As this month marks the tenth anniversary of my career in Asia, I thought I would look back again on some of the interesting transactions from earlier in my time in Vietnam. In particular, I am thinking of an acquisition on which I worked that involved a rushed tax deadline, two parties who claimed they knew each other well, and an investor with a huge risk appetite.
The foreign investor had worked with the local target for some time, apparently long enough to build up a good relationship. They had done business deals together and imported restricted goods that required major dealings with the regulatory authorities. They had built up a trust that gave the foreign investor a rosy picture of the management of the target.
Now, before I move on, I want to state a piece of advice that I heard recently that originated with an investor who has worked in Indochina for decades. In essence, when looking to acquire or invest in a project in Vietnam, you do not worry about the sector, you worry about the management. If the management is with it, and enthused, and capable, then that’s the indicator you use in determining whether to advance with the investment.
That in mind, I’ll continue. The foreign investor, a European company, was interested in the target company because it allowed the foreign company a share of a restricted business sector, one that wasn’t much regulated yet, but that was limited by Vietnam’s WTO accession. So the interest existed. The foreign company would benefit from a successful acquisition in import, manufacturing, and market access. It was a no-brainer deal for the foreign company, but it also benefited the target because of the increased capital the acquisition would bring.

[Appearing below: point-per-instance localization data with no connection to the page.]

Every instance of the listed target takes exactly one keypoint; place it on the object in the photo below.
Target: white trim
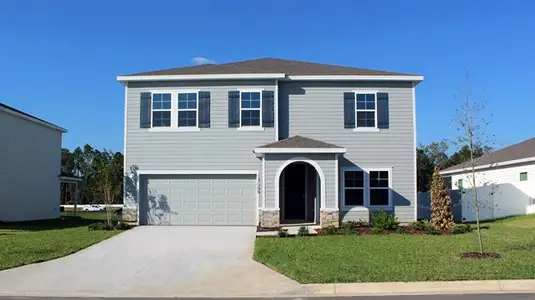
(415, 175)
(32, 119)
(270, 209)
(367, 129)
(263, 182)
(254, 127)
(300, 150)
(366, 92)
(250, 128)
(176, 129)
(367, 188)
(276, 110)
(197, 172)
(124, 138)
(305, 160)
(358, 77)
(491, 166)
(336, 181)
(199, 77)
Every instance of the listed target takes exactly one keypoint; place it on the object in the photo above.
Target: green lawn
(23, 243)
(381, 258)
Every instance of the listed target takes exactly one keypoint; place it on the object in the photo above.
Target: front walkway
(154, 262)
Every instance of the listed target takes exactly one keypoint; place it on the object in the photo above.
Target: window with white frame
(187, 109)
(161, 110)
(366, 109)
(379, 188)
(354, 188)
(367, 188)
(250, 109)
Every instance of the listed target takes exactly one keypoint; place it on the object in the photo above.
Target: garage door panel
(201, 200)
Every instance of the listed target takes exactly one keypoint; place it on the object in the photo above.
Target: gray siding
(325, 161)
(215, 148)
(30, 160)
(315, 110)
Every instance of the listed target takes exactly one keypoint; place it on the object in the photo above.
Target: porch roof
(299, 144)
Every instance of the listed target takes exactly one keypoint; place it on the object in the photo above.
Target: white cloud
(199, 60)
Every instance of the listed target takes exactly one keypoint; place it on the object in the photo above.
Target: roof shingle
(521, 150)
(298, 141)
(269, 65)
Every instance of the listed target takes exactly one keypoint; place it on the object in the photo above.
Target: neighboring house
(505, 181)
(268, 141)
(30, 163)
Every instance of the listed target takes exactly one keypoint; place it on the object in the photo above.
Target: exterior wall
(500, 192)
(325, 161)
(315, 110)
(30, 160)
(509, 174)
(214, 148)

So they got together and developed a term sheet. That’s when they came to us and when they stated something that was very much a problem. There was a new tax law coming into effect in the very near future, far too soon to complete a full M&A deal beforehand, and they wanted to close the deal before that deadline so they could avoid thousands in taxes.

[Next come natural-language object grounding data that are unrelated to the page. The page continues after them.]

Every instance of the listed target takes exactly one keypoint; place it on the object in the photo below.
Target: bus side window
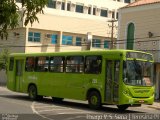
(29, 64)
(42, 64)
(74, 64)
(11, 64)
(93, 64)
(56, 64)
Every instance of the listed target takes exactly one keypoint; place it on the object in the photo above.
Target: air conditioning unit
(48, 35)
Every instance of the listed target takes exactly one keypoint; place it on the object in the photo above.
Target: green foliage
(3, 59)
(9, 16)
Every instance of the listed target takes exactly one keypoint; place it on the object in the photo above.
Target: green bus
(114, 77)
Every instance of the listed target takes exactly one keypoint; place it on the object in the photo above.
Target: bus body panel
(77, 85)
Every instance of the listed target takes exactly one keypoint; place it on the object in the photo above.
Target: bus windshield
(138, 73)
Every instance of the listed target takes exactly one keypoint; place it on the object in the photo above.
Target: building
(139, 29)
(64, 26)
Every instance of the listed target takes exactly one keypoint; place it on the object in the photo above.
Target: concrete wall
(146, 19)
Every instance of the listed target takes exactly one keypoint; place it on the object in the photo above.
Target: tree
(9, 16)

Great. You can pay more for your legal counsel to work around the clock, or you can buckle down and agree to pay the taxes, at least if you want a proper transaction to occur.
This odd couple, the foreign investor and the target, decided to take a different route. Instead of doing something reasonable, they decided to skip the due diligence in favor of a timely closing. I shouldn’t say skip. They postponed the due diligence. And this fell on us as lawyers. We had to draft documents that allowed for the due diligence to occur after closing, and should it result in negative feedback, include a clause which allowed that foreign investor to escape the transaction.
We very much objected to this state of affairs. Regardless of our arguments, the odd couple insisted that they continue with the acquisition and that they do so in a rapid way. They cited the trust they had built up over the last couple of years, the relationship the two CEOs maintained, the fact that they had talked about the transaction and knew what to expect from the due diligence.
And yet they proceeded to exchange millions of dollars without the security of actual investigation in order to save a haircut’s worth of money on taxes.
Before I rant, I want to explain that as far as I know the acquisition was a success and the two companies remained in their cozy relationship. I don’t know if it lasted, though, for sure as this was ten years ago, but I do remember reading a newspaper article that suggested they may not have been so cozy after the passage of some time.
Now to the moral of the lesson.
Do not use trust in a relationship to justify circumventing legal and financial precautions. This is simply something you don’t do. Yes, if you talk to most people with experience in East Asia they’ll tell you that the most important thing is the relationship, that negotiations are fluid, that prices can fluctuate but so long as the relationship is solid, then things will be okay.
This is not an acceptable reason to skip a due diligence. You can have all the trust in management of the target, but you can’t risk your investment without checking the documents. Your relationship with the CEO may extend to his testimony of a perfect paper trail, the proper financials, the exact procedure for incorporation and corporate governance, but in most cases, the CEO is not an experienced corporate lawyer and accountant. He may think he’s right, but in reality, he probably doesn’t know. You can’t trust his representations without backup, and that means fulfilling the formalities of the contract, of the proper procedure, of the due diligence.
Furthermore, in the above example, the due diligence wasn’t skipped entirely, but it was postponed until after closing. This may fly in some jurisdictions, but not in Indochina. In these countries the courts are still fledgling. They are still learning how to interpret the law. These are Civil Law systems without a large base of jurisprudence and academic analysis upon which to draw. The courts don’t do innovation. And trying to close and then perform a due diligence is certainly an innovation.
Without a court capable of interpreting a contract according to the demands of the parties, especially when that contract is in opposition to the common practice of M&A and the legal definitions provided by the National Assembly, then enforcement of such a deal would be practically impossible. That means that, should there be a problem with the due diligence and the target refuses to give back the money, the foreign investor is left with a millions of dollars loss and a handful of stock that is worthless. Not only can’t he retrieve his investment, but once he realizes this, he no longer has a good relationship with the target’s CEO and cannot enforce the original contract to perform the acquisition.
In other words, don’t do what this odd couple did.